In this, the county board, and Bullis and its backers, are showing a very poor display of responsible citizenship. Even more upsetting than this blatant social injustice, however, is that the LASD board still plans to go ahead with its earlier boundary decision for reasons that now demand serious reexamination.
Here are some facts relevant to this issue:
• Bullis is already sifting its applicants by suggesting a $3,500 annual contribution per child.
• Bullis is a public charter school, not a neighborhood school (in fact, it is not even located in the geographic area it will favor).
• The geographical area favored by Bullis is the LASD area that least needs extra academic help, with a median house price in excess of $3 million.
• LASD is about to open a newly refurbished public school for the very same Los Altos Hills neighborhood Bullis is now favoring.
• In order to open that neighborhood school, LASD approved new attendance boundaries displacing in excess of 500 children, with most of them being removed from their own neighborhood schools.
Obviously, Bullis' new enrollment procedure severely reduces opportunities for minorities. But it also renders those recent boundary decisions by LASD, which were made in the face of tremendous outrage and acrimony, unnecessary.
That's because the boundary changes were predicated on attendance projections that are now invalid. Now, thanks to the new Bullis attendance preference, certain schools will likely be outside their capacity guidelines again within a year or two.
Let me put it another way: The LASD board's sole intention with the boundary changes was to fill up the Bullis-Purissima site as a K-6 school by 2008. The board rejected any "gentler" means of implementing the new boundaries simply because a phased boundary change — as recommended by LASD's own superintendent — would not fill the classrooms at Bullis-Purissima fast enough to appease Los Altos Hills.
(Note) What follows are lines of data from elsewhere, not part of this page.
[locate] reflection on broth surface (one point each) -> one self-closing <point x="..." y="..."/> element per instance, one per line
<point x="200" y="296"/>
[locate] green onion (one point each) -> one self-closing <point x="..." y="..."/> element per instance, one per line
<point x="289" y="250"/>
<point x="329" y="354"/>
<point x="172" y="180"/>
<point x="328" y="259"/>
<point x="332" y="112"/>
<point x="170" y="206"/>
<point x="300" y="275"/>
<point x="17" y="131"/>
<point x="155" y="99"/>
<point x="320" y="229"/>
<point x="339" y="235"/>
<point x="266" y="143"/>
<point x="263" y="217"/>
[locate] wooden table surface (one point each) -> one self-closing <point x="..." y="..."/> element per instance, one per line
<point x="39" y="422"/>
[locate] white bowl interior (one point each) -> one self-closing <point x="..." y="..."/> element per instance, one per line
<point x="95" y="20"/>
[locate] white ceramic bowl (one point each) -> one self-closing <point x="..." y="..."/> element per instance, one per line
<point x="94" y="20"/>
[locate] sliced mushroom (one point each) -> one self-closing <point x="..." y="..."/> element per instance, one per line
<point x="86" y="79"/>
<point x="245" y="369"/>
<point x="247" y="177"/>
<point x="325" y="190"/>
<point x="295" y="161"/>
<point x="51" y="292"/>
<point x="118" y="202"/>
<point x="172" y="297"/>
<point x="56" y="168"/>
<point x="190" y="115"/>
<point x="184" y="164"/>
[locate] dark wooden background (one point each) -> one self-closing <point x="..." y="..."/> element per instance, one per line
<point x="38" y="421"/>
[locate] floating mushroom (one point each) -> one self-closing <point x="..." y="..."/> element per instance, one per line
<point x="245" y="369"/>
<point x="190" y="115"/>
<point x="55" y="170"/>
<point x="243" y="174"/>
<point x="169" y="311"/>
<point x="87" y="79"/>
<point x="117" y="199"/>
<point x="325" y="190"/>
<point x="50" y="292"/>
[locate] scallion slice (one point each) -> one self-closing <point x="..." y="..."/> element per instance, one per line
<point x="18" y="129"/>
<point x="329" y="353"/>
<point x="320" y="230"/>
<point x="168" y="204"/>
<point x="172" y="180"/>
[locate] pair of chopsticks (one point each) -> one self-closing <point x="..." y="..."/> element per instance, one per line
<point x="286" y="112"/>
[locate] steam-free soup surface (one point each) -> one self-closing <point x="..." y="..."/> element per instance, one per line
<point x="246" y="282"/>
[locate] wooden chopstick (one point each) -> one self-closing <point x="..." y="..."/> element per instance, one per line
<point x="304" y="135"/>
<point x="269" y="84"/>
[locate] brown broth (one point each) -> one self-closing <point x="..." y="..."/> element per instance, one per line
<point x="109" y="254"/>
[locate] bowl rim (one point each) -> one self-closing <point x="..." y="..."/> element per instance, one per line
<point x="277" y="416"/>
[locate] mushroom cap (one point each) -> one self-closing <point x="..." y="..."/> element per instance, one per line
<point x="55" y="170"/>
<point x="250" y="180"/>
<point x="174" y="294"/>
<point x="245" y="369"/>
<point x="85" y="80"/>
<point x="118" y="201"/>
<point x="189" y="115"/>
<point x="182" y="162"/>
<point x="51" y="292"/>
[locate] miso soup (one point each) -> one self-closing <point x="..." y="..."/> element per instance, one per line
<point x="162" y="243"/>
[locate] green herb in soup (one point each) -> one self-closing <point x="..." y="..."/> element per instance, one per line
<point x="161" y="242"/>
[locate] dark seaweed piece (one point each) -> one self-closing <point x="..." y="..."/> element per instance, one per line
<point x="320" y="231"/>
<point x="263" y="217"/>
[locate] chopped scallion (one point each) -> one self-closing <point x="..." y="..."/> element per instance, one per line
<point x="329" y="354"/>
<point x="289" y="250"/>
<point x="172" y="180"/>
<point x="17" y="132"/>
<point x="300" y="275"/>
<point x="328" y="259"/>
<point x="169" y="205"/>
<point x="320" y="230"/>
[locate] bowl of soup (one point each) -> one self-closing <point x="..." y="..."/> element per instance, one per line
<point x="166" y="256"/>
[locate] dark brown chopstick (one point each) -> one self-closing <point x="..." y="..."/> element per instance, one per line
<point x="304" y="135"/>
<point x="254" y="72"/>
Yet now, because of Bullis siphoning its attendance, that same school still might not even reach the minimal district attendance guidelines.
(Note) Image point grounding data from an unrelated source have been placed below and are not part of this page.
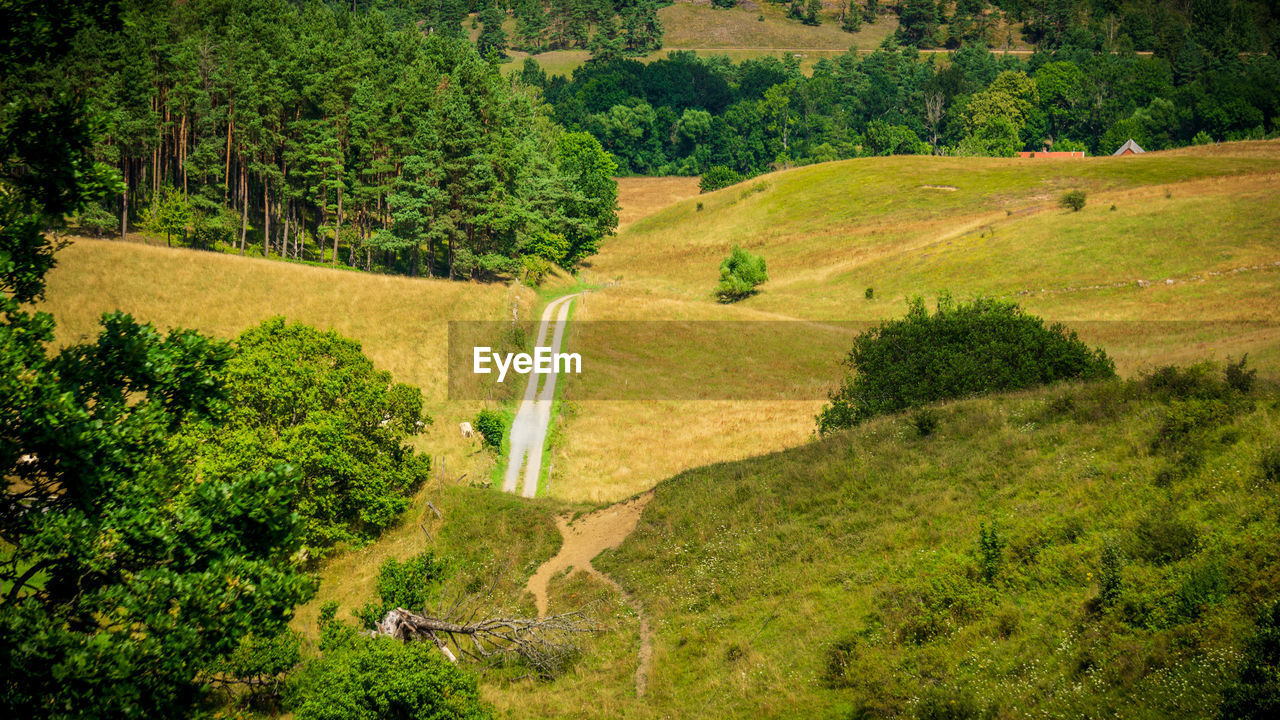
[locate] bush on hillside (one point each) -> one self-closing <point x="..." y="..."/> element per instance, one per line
<point x="717" y="177"/>
<point x="1256" y="692"/>
<point x="411" y="584"/>
<point x="95" y="219"/>
<point x="740" y="274"/>
<point x="492" y="428"/>
<point x="1073" y="200"/>
<point x="959" y="351"/>
<point x="379" y="678"/>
As it is, students in the northern part of the school district stand to be ripped abruptly from their schools in fall 2008 — and we may see a repeat in the near future — all in an attempt to fill this school in a neighborhood that will also be reaping most of the benefits from another district-housed public school, Bullis.
Two "neighborhood" schools will serve the sparsely populated Bullis-Purissima area, while the 500 displaced children won't even have one.
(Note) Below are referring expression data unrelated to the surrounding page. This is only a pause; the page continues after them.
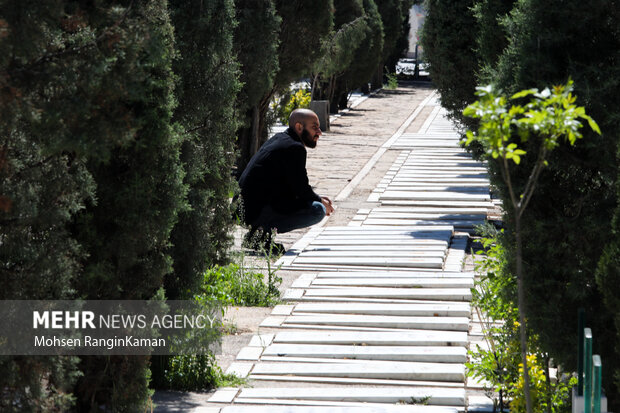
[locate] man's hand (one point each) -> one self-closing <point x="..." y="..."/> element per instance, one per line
<point x="327" y="203"/>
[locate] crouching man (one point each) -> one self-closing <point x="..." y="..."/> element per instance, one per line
<point x="274" y="186"/>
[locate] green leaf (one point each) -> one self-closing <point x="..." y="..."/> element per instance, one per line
<point x="524" y="93"/>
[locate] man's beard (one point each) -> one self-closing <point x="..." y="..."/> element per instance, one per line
<point x="307" y="140"/>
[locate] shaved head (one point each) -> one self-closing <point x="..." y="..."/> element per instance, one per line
<point x="305" y="123"/>
<point x="301" y="115"/>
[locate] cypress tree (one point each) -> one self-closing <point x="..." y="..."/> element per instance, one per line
<point x="256" y="45"/>
<point x="367" y="56"/>
<point x="570" y="216"/>
<point x="43" y="183"/>
<point x="92" y="163"/>
<point x="392" y="20"/>
<point x="350" y="27"/>
<point x="138" y="177"/>
<point x="304" y="26"/>
<point x="449" y="40"/>
<point x="206" y="92"/>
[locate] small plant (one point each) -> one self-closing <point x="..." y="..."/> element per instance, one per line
<point x="299" y="99"/>
<point x="234" y="285"/>
<point x="196" y="372"/>
<point x="392" y="81"/>
<point x="498" y="364"/>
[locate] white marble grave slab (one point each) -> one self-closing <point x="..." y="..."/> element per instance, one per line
<point x="338" y="409"/>
<point x="401" y="338"/>
<point x="395" y="282"/>
<point x="438" y="396"/>
<point x="437" y="310"/>
<point x="454" y="294"/>
<point x="441" y="354"/>
<point x="380" y="321"/>
<point x="451" y="372"/>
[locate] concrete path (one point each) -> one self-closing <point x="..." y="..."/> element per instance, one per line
<point x="377" y="318"/>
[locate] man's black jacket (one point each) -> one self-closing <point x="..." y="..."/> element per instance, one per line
<point x="277" y="176"/>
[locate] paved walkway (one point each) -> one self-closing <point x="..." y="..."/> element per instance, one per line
<point x="378" y="318"/>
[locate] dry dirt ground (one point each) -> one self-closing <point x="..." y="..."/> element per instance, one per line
<point x="355" y="136"/>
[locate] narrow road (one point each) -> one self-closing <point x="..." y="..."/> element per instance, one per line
<point x="378" y="317"/>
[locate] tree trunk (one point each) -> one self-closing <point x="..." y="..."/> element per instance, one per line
<point x="377" y="78"/>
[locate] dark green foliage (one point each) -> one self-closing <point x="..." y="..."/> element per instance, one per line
<point x="492" y="38"/>
<point x="569" y="218"/>
<point x="392" y="17"/>
<point x="256" y="45"/>
<point x="449" y="40"/>
<point x="304" y="26"/>
<point x="235" y="285"/>
<point x="86" y="113"/>
<point x="350" y="29"/>
<point x="369" y="53"/>
<point x="535" y="43"/>
<point x="366" y="59"/>
<point x="402" y="41"/>
<point x="206" y="92"/>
It is really time for LASD, Bullis, the Board of Education and their respective cities to sort out this mess once and for all. While that happens, the Los Altos School District should immediately put a moratorium on both reopening the Bullis-Purissima School and on implementing the new boundaries.
While I want my fourth grade son to develop a large and diverse vocabulary, I'd prefer he starts with words like "democracy," "equality" and "justice," rather than "plutocracy."